Man muss sich das so vorstellen: Ein kleiner, unscheinbarer, und in all seiner (ostentativen) Unscheinbarkeit höchst auffälliger Mann genehmigt sich mit alten Kumpels eine Entspannungsübung, wird aber gerade beim Abtauchen ins Private besonders bejubelt. Friedfertiger, humaner, weihnachtlicher könnte die Botschaft nicht sein: Leute, vielleicht mache ich heute Fehler, und vielleicht bin ich in manchem wirklich nicht so gut, aber mir macht's Freude, und das könnte auch für euch genügen.
Produktiver Riss
Altersweisheit? Das System Woody Allen war seit jeher eines, das sich aus wiederholter Verweigerung von Virtuosität speiste. Egal, an welchem Punkt seiner Karriere man sich den 1935 in Brooklyn Geborenen in Erinnerung ruft, gibt es diesen produktiven Riss, der sich sehr eigen durch Leben und Werk zieht: Da wäre einerseits eine Hollywood-Karriere mit all dem Starkult und Skandalpotenzial, die dadurch konterkariert wird, dass Allen beim üblichen Oscar-Getöse nie mitmacht. Da wäre weiters das Motto: jedes Jahr ein Film, und sei es auch einmal ein minder dotiertes Projekt - in Zeiten, in denen selbst höchstdotierte Mainstream-Regisseure nicht immer wissen, wie und ob man Herzensprojekte wirklich realisieren kann.
Und da wäre der fanatische Cineast und Ingmar-Bergman-Fan Woody Allen, der auf die Verzweiflungskatastrophen des 20. und 21. Jahrhunderts bevorzugt mit Kalauern antwortet, "in dem Bewusstsein, dass nicht allein unsere Zeit auf Erden begrenzt ist, sondern dass die meisten Küchen um zehn schließen". Letztere Zeile stammt aus einer neuen Textsammlung des Meisters, seiner ersten seit gut 25 Jahren. Betitelt ist sie mit Pure Anarchie, und anarchisch ist sie vor allem einmal mehr in der Tendenz, dass sich einer wie Woody Allen einfach nicht mehr vorschreiben lässt, wann er jetzt wirklich witzig zu sein hat, und wann "geistreich", und wann nicht.
Am ehesten sind diese Geschichten, die fast durchwegs um zeitgenössische westliche Modewahnvorstellungen - von Esoterik über künstlerischen Marktwert bis hin zur Weltformel - kreisen, mit den frühen Satiren und Feuilletons von Tschechow aus dem Moskau des späten 19. Jahrhunderts zu vergleichen.
Stricken mit Luft
Es ist da nicht immer wesentlich, dass jede politische und soziale Absurdität gleich eine Pointe abwirft. Der Autor strickt gewissermaßen mit Luft, wie unheilschwanger oder bedeutungssüchtig die Atmosphäre sein mag, in der er das tut. Er setzt einen Tonfall, in dem die reale Komik ihre tragischen Aspekte nicht aus den Augen verliert. Das Ziel der Übung kann nicht "Gelingen" heißen.

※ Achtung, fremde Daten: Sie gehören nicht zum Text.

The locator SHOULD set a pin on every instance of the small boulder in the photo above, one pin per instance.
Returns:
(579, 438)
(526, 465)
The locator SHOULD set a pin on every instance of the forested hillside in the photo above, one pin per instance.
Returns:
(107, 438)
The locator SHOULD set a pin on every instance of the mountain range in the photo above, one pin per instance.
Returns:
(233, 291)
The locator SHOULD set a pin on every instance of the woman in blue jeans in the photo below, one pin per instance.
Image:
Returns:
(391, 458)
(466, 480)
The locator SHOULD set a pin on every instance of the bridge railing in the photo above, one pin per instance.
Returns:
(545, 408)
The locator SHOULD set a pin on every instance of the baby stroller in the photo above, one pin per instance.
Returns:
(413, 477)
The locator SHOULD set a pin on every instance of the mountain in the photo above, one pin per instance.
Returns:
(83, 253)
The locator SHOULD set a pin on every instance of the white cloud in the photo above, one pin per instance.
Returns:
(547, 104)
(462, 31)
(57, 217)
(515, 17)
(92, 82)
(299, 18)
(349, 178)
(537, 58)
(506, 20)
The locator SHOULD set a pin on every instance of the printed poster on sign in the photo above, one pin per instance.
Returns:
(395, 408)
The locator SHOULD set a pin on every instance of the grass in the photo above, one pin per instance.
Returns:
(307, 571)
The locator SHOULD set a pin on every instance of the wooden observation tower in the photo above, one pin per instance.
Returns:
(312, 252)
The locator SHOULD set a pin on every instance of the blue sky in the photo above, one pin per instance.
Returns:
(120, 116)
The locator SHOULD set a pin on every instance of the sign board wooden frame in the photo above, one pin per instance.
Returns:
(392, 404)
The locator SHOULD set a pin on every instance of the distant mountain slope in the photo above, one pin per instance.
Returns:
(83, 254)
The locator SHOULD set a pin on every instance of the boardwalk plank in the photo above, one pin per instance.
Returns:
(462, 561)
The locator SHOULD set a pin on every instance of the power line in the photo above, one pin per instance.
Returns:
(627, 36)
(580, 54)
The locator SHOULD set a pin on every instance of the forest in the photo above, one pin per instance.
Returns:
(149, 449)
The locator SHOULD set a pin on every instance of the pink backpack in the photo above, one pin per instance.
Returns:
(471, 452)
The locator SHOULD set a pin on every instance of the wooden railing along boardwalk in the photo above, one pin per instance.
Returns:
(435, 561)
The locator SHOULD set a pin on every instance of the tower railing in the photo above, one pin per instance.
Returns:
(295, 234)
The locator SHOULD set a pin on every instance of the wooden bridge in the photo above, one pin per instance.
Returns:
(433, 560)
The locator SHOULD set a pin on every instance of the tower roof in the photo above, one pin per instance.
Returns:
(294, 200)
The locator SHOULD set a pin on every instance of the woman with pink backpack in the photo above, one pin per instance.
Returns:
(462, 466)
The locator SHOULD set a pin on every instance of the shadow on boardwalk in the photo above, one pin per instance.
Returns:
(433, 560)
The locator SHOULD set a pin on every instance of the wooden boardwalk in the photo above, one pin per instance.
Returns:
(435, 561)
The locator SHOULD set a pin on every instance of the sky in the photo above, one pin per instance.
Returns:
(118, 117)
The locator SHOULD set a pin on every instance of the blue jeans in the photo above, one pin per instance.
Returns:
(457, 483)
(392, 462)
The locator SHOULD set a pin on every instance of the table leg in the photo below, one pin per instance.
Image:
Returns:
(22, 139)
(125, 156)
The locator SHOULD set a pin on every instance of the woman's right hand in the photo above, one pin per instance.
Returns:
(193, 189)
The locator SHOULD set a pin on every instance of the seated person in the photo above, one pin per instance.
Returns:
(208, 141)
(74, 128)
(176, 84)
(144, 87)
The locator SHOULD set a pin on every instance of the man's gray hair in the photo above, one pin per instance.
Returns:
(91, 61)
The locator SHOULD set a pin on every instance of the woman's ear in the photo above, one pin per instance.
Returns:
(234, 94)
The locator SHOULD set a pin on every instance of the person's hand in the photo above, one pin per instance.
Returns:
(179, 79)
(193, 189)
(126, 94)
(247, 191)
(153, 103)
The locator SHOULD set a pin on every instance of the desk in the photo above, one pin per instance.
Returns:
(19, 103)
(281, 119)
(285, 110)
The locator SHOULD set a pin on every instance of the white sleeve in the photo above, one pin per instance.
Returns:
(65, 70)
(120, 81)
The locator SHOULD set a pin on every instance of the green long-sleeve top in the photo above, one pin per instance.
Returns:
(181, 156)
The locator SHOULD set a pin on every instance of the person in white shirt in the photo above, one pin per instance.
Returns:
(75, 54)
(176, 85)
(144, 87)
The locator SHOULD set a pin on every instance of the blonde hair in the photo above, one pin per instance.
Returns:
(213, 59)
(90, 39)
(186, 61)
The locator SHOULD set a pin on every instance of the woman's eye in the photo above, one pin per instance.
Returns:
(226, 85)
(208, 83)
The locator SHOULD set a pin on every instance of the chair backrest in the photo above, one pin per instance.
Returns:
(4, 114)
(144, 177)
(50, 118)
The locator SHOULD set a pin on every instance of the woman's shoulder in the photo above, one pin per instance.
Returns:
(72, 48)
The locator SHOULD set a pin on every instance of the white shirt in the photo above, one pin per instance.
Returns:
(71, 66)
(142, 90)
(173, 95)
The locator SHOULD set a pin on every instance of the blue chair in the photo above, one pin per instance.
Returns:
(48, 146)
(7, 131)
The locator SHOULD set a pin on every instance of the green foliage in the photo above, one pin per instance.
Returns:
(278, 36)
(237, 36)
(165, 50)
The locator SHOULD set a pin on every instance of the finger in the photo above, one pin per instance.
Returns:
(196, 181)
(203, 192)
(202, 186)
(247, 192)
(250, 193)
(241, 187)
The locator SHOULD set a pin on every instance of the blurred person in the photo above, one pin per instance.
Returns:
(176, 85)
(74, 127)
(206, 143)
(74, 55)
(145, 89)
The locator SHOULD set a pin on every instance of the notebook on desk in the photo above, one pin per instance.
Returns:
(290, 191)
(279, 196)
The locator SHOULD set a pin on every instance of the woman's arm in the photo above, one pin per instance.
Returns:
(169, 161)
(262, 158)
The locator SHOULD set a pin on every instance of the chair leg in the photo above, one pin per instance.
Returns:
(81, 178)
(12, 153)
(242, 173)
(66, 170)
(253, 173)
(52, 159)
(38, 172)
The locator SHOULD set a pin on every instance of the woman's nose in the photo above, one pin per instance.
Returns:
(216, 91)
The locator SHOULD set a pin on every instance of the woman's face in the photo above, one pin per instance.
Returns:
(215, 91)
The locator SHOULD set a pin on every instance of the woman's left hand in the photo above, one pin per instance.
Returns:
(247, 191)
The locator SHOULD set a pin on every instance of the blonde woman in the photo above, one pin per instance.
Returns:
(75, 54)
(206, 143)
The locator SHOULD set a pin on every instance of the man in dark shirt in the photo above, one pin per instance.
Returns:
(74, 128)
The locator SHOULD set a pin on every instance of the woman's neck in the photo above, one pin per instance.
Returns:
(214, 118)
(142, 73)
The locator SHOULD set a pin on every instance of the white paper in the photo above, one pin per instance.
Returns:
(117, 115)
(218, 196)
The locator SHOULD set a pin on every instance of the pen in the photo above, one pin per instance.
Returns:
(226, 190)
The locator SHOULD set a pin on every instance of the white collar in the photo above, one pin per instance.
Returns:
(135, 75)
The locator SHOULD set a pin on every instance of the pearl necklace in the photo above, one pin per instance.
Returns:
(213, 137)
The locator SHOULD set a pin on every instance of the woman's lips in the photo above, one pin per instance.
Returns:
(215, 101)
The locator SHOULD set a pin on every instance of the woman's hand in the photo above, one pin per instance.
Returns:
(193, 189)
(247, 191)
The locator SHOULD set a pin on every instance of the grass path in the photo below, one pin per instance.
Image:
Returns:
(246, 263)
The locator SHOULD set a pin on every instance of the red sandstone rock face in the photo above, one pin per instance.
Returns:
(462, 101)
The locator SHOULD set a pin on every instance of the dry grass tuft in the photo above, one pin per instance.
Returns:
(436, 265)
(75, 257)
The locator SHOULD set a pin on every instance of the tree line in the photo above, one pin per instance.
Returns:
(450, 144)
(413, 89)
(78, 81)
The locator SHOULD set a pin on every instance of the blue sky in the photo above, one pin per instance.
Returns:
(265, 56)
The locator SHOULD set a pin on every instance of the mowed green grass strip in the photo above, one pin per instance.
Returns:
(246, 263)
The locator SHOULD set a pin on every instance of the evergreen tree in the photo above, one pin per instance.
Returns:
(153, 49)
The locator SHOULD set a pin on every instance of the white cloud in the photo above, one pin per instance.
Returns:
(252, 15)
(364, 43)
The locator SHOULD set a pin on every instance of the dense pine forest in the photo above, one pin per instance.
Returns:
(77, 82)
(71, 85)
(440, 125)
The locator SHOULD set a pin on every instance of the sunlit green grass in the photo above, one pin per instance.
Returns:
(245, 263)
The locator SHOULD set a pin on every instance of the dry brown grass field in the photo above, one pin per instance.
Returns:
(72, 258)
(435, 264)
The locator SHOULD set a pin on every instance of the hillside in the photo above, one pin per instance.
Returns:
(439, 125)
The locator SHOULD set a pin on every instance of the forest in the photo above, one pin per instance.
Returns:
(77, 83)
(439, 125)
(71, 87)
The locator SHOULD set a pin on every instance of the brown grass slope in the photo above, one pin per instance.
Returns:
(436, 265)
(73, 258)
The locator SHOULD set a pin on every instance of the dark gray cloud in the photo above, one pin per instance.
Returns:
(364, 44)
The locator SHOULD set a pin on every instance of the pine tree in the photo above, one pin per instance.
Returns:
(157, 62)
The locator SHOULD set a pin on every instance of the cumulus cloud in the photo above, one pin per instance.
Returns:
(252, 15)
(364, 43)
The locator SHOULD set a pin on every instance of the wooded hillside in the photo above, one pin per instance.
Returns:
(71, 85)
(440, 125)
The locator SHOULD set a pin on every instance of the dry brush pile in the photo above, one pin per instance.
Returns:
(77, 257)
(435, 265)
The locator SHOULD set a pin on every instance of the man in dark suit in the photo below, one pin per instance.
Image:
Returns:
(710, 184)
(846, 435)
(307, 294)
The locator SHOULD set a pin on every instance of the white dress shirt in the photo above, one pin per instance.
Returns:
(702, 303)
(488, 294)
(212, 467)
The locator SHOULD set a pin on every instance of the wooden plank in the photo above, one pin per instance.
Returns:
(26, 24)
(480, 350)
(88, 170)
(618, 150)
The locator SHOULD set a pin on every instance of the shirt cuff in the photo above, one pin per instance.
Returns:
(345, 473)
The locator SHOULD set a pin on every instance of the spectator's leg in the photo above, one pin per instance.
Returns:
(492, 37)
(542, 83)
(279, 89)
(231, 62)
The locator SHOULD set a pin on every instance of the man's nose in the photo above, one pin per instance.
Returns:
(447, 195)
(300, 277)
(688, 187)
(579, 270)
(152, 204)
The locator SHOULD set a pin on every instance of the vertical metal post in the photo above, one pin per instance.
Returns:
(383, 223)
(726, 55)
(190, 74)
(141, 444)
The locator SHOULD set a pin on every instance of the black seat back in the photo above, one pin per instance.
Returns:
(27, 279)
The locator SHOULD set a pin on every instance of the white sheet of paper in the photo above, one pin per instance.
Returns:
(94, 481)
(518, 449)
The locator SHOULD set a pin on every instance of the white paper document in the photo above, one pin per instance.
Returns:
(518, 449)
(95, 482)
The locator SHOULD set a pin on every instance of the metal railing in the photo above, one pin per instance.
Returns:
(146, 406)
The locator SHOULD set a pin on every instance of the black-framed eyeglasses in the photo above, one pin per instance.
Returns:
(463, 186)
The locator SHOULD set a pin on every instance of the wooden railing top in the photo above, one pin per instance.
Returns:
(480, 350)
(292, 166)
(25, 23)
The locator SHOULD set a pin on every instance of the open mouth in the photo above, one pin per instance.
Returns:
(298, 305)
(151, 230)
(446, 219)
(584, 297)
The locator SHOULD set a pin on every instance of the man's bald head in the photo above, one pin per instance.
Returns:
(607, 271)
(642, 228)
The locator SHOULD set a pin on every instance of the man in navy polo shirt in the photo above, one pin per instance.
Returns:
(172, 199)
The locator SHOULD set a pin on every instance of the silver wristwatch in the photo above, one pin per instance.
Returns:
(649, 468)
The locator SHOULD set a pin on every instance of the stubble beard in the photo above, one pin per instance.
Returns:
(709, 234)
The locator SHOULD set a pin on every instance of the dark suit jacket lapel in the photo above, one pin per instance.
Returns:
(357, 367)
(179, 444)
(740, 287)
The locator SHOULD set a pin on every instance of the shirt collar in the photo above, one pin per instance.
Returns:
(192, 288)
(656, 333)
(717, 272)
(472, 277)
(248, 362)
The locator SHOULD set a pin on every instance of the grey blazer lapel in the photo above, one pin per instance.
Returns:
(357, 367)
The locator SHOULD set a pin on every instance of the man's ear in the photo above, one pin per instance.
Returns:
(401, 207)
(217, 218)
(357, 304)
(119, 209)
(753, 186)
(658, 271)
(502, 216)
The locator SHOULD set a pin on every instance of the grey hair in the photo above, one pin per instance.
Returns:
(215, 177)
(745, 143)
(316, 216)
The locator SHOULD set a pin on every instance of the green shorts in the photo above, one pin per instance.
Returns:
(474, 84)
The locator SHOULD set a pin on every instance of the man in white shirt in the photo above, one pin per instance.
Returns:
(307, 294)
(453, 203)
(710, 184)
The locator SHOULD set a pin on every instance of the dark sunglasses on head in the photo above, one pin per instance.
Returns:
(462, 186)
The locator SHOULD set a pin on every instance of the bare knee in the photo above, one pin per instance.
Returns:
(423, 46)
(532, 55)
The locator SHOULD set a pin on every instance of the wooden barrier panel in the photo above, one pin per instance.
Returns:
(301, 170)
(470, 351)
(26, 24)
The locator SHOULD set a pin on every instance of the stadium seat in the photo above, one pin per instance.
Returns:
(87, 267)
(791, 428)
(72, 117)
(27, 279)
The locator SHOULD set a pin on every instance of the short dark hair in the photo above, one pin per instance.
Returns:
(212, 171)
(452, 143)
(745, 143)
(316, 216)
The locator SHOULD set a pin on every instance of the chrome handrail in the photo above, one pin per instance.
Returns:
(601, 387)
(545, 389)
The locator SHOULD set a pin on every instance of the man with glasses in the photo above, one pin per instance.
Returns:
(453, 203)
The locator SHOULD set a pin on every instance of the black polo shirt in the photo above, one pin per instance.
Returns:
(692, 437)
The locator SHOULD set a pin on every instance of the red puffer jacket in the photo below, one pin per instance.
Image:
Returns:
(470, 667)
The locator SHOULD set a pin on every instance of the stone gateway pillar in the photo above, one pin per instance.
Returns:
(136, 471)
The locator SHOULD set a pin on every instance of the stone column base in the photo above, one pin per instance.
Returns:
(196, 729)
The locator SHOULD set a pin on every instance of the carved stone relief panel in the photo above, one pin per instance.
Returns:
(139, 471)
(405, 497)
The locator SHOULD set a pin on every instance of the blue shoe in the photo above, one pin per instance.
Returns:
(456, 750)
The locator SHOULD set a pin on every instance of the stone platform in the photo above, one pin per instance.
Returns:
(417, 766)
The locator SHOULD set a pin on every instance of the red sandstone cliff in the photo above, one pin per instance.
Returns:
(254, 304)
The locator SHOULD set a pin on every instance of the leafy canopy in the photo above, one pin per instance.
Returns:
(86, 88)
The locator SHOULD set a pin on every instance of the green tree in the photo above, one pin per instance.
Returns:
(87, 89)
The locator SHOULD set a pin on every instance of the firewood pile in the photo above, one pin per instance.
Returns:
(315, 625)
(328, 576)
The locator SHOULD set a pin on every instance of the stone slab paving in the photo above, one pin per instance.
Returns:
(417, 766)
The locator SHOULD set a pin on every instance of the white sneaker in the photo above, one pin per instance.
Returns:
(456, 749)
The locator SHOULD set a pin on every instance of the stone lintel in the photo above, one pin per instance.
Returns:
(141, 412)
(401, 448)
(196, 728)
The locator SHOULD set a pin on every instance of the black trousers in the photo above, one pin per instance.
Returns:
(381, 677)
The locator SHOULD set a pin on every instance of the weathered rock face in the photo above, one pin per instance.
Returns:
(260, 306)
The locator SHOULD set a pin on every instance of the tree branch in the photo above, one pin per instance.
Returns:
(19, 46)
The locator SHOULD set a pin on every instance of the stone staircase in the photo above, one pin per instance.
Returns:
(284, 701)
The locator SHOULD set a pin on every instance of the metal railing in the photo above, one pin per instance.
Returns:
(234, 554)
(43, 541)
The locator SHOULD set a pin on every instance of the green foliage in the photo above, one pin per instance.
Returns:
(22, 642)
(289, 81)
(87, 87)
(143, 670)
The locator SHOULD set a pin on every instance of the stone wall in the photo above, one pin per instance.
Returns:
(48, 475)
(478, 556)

Vielmehr geht es darum, sich jene vertrackte Ahnungslosigkeit zu bewahren, die einen vor einem leeren Blatt Papier trotz Schreibauftrag beschleichen mag, um dann selbst überrascht zu werden von Sätzen wie diesem: "Als ich am Freitag erwachte, brauchte ich, weil sich das Universum ausdehnt, länger als sonst, um meinen Morgenmantel zu finden."
Woody Allens Anti-Meisterschaft liegt seit jeher im Spiel mit richtigen und falschen Proportionen. Auf politisch korrekte Ansagen mit größtmöglicher Geschmacklosigkeit antworten. Große Philosophien und Erkenntnisse aufs Glatteis von Alltagsverhältnissen führen. Unter der Vorgabe von "Autorenkino" frühen Slapstick-Komikern nacheifern. Oder: als Hobbymusikant große Stadthallen füllen. Mit einem Starnamen einem großen Publikum zeigen, was geht, wenn man weniger großen Stars nacheifert.